The amendment of the Competition Commission Act - which aims to regulate mergers, amalgamations and acquisitions of Indian enterprises - will adversely affect the growth of industry, says a leading business chamber.
"M&A (merger and acquisition) activity in today's context is an engine for economic growth. Any law that restricts the present status will result in loss of transactions, deny the opportunities for absorption of advanced technologies and impede growth," the Confederation of Indian Industry (CII) said in a statement.
The Competition Commission might take up to 210 days for approving such a proposal and a waiting period of so many days may not augur well for a specific deal, CII said.
It also said the mandatory notification requisite should not be based on the turnover criteria, as envisaged in the amended version of the act.
"The asset/turnover criteria is coupled with the concept of 'Group' covering within the ambit of regulation business conglomerates without having regard to the commonality of the product market being serviced by the members of such conglomerates," CII said.
The chamber is also against the extension of the provision for cross-border combinations.
"The merger control notification provision does not require any nexus between notification and potential harm to competition in India," it said.
Unlike developed economies, regulating M&As is not justified for a developing country like India for whom it is imperative to achieve economies of scale to be globally competitive, CII said.

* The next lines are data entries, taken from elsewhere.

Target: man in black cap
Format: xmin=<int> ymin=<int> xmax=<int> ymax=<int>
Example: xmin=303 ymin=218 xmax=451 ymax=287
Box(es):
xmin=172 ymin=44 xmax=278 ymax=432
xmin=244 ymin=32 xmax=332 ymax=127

The Competition Commission of India aims to protect the interest of consumers, ensure freedom of trade and promote and sustain competition in India.
It was set up as a regulatory and quasi-judicial body by the government in October 2003 under the Competition Act 2002. It, however, got entangled in numerous legalities after being challenged by a writ petition due to certain provisions.
Finally, the Competition (Amendment) Bill, 2007 was passed by the government in August this year after the Supreme Court addressed the petition followed by a subsequent go-ahead by the parliamentary standing committee.